Conversational marketing is the latest buzzword in marketing. Everyone is familiar with Siri, Cortana, Alexa, and Google Voice Search. These are personal assistant apps that have learned enough human language and the relationships between words and terms to respond to most questions and commands we can give them.
The technology behind them is called natural language processing, and it involves algorithms that allow machines to learn words and identify patterns of words in common human language. NLP techniques also assume that, over time, machines get better at recognizing these patterns, and thus better at processing verbal requests and instructions
So, what does all of this have to do with marketing? A lot, actually.
Big Data Vs. Big Text
Big data is all the rage right now among marketers and for a good reason.
Big data analytics involves gathering information and data from the vast supply 'out there,' organizing it, and then presenting reports based upon human inquiry. In general, it allows businesses to see trends in human behaviors and make business decisions based upon those trends.
Big data is largely structured data. For example, if a lender wanted to come up with new loan products, he would gather data on current products, their popularity, and the types of loans that certain demographics have typically pursued. Based on this information, he would develop the new products.
Big text is largely what is called 'unstructured data.' It comes from social media posts, emails, customer service interactions, and product and service reviews – that 90% of the 'stuff' on the web that is not structured. Big globs of it are just out there, and it has been almost impossible for marketers to gather it all and make sense of it.
Enter Natural Language Processing
Suppose someone is searching for amazing vegan dinner recipes. As humans, we understand what they are looking for. The question is, can machines be taught to do the same?
Normal searches may yield results for dinner recipes, information about vegans, etc. But what we want machines to do is to understand the relationships among all of the words in the search phrase, so that the results bring precisely what is wanted. Can they do it? Yes, to a larger degree than you might think, and they are getting better at it all the time.

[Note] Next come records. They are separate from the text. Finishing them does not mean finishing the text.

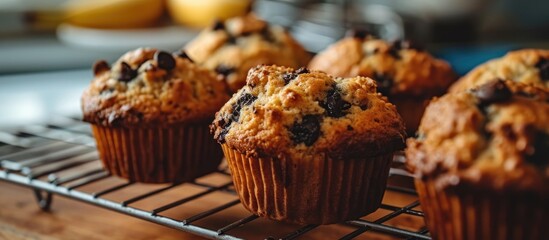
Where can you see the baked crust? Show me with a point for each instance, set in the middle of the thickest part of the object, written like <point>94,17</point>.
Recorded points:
<point>500,145</point>
<point>235,46</point>
<point>150,93</point>
<point>403,69</point>
<point>524,66</point>
<point>266,118</point>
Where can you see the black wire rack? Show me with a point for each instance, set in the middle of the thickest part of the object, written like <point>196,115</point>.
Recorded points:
<point>60,158</point>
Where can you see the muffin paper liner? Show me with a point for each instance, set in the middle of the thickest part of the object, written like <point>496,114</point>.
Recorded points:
<point>177,153</point>
<point>314,190</point>
<point>453,214</point>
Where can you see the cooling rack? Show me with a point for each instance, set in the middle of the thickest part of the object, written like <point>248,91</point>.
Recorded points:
<point>59,158</point>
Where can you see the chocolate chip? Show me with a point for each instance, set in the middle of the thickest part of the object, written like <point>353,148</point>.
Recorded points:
<point>358,33</point>
<point>126,73</point>
<point>287,77</point>
<point>493,92</point>
<point>224,69</point>
<point>307,131</point>
<point>384,83</point>
<point>218,25</point>
<point>334,105</point>
<point>100,66</point>
<point>268,35</point>
<point>543,66</point>
<point>115,120</point>
<point>182,54</point>
<point>164,60</point>
<point>244,100</point>
<point>539,155</point>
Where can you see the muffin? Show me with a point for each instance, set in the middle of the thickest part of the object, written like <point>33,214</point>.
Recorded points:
<point>233,47</point>
<point>482,163</point>
<point>529,66</point>
<point>306,147</point>
<point>407,75</point>
<point>150,115</point>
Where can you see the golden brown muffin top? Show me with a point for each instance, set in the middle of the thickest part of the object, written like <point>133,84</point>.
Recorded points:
<point>147,86</point>
<point>233,47</point>
<point>529,66</point>
<point>400,68</point>
<point>495,136</point>
<point>287,112</point>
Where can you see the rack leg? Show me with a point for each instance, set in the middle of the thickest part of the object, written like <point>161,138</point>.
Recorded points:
<point>43,198</point>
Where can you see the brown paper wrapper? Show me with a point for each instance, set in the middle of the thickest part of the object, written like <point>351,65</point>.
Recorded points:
<point>313,190</point>
<point>176,153</point>
<point>454,213</point>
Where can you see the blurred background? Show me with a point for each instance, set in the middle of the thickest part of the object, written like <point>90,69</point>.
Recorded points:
<point>47,47</point>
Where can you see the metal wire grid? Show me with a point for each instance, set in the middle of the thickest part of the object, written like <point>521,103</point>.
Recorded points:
<point>33,156</point>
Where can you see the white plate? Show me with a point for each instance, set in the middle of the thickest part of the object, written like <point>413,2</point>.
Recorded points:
<point>170,37</point>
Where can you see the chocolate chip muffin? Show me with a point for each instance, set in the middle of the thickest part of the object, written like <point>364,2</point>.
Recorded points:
<point>306,147</point>
<point>405,73</point>
<point>232,47</point>
<point>150,114</point>
<point>529,66</point>
<point>482,163</point>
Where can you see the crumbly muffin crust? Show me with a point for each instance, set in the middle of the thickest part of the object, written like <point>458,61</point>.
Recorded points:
<point>529,66</point>
<point>282,112</point>
<point>233,47</point>
<point>150,87</point>
<point>400,68</point>
<point>495,136</point>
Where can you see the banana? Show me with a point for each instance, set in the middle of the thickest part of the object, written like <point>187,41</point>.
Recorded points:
<point>201,13</point>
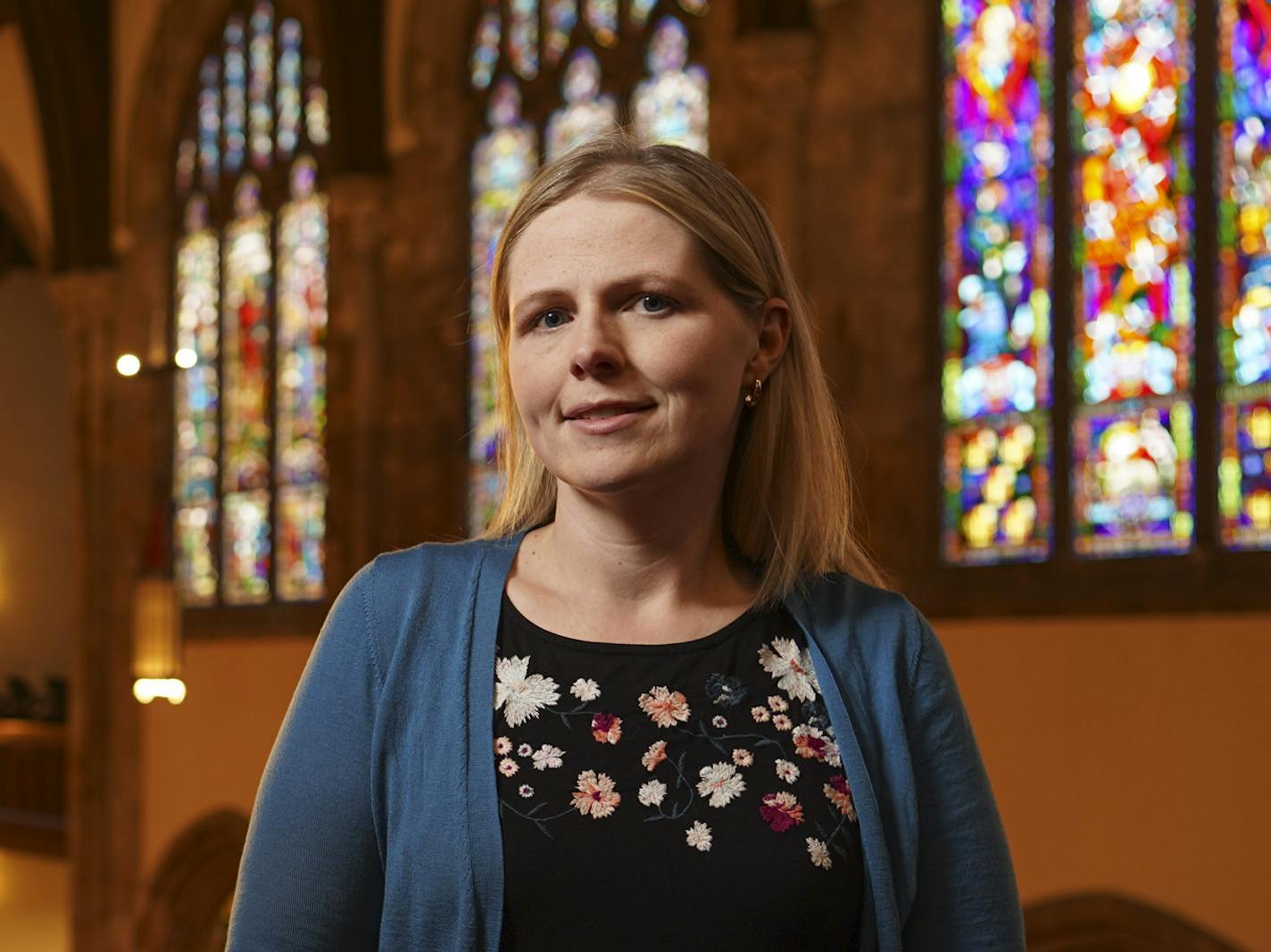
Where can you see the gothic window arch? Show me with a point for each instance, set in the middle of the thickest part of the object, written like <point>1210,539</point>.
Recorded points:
<point>1106,282</point>
<point>249,319</point>
<point>545,77</point>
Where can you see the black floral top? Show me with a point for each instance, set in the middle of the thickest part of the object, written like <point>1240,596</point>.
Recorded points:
<point>677,796</point>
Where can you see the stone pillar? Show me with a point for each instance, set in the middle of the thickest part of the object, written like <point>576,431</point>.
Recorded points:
<point>114,419</point>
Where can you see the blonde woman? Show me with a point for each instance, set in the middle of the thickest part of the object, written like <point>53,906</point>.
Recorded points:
<point>664,702</point>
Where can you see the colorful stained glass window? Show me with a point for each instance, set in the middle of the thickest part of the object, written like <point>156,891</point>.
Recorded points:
<point>1244,273</point>
<point>586,112</point>
<point>674,103</point>
<point>997,289</point>
<point>669,103</point>
<point>249,318</point>
<point>1133,467</point>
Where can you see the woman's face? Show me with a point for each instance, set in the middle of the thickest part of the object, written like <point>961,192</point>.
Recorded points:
<point>628,364</point>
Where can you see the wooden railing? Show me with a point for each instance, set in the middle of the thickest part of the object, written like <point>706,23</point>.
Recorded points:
<point>33,786</point>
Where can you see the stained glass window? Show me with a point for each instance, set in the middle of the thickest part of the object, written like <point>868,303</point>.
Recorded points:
<point>997,287</point>
<point>1133,309</point>
<point>249,470</point>
<point>1244,273</point>
<point>653,86</point>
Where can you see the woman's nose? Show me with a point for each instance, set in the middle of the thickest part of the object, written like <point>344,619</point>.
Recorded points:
<point>597,349</point>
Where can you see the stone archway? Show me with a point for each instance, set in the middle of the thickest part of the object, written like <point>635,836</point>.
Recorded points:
<point>189,895</point>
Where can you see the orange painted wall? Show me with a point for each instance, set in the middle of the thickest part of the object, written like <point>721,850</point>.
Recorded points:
<point>1130,754</point>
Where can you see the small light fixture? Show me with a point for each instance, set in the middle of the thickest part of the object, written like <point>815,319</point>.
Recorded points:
<point>156,641</point>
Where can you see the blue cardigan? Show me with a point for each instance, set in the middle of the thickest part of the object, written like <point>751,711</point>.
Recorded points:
<point>377,821</point>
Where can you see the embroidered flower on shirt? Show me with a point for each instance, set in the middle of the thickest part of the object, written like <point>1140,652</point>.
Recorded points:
<point>521,694</point>
<point>791,666</point>
<point>698,837</point>
<point>606,728</point>
<point>548,757</point>
<point>725,691</point>
<point>810,742</point>
<point>651,793</point>
<point>596,796</point>
<point>781,811</point>
<point>787,770</point>
<point>818,853</point>
<point>655,755</point>
<point>665,707</point>
<point>840,795</point>
<point>721,783</point>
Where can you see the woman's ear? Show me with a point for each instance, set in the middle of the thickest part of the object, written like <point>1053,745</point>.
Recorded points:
<point>774,335</point>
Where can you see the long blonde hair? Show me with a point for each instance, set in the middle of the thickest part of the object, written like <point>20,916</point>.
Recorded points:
<point>787,497</point>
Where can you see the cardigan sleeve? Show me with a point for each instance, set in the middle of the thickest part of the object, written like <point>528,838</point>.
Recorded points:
<point>965,891</point>
<point>312,874</point>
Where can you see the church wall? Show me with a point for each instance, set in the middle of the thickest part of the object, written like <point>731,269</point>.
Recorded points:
<point>39,567</point>
<point>1129,755</point>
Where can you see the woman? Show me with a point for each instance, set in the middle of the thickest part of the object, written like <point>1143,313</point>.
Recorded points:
<point>662,702</point>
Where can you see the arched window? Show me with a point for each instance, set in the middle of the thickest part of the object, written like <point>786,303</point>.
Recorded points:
<point>605,62</point>
<point>249,319</point>
<point>1108,368</point>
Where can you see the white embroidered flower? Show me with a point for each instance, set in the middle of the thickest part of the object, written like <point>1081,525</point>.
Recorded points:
<point>721,783</point>
<point>792,669</point>
<point>699,837</point>
<point>548,757</point>
<point>519,693</point>
<point>651,793</point>
<point>787,770</point>
<point>818,853</point>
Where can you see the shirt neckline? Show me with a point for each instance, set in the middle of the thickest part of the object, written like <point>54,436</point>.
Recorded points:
<point>743,620</point>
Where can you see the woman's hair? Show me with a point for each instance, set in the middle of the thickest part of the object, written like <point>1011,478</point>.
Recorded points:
<point>787,497</point>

Natural language processing involves machines taking terms of a search phrase, combing through all of the unstructured data that is out there, finding the patterns where the words are used in a combination, and then generating results based on those combinations. If you are a company that offers a subscription to vegan recipes or even home delivery of vegan meals, you want that machine to spit out your website.
How Marketers Can 'Cash In'
Natural language processing is poised to become a multi-billion-dollar industry by 2020. It is a technology that virtually any business can use to save time and acquire the other resources they need to meet consumer demands and to market to those customers in a more targeted manner. One innovative paper writing service, for example, is using this volume of unstructured data to understand the biggest issues students are having with their written coursework assignments. As they gather the information, they are able to do two things: recruit and employ those writers who will meet these needs and develop marketing strategies based upon this big text data. Having the technology that provides this information quickly and without human effort is huge. It saves time, can reduce staff needs, and gives marketers data that is far more reliable than “hunches” or “gut feelings.”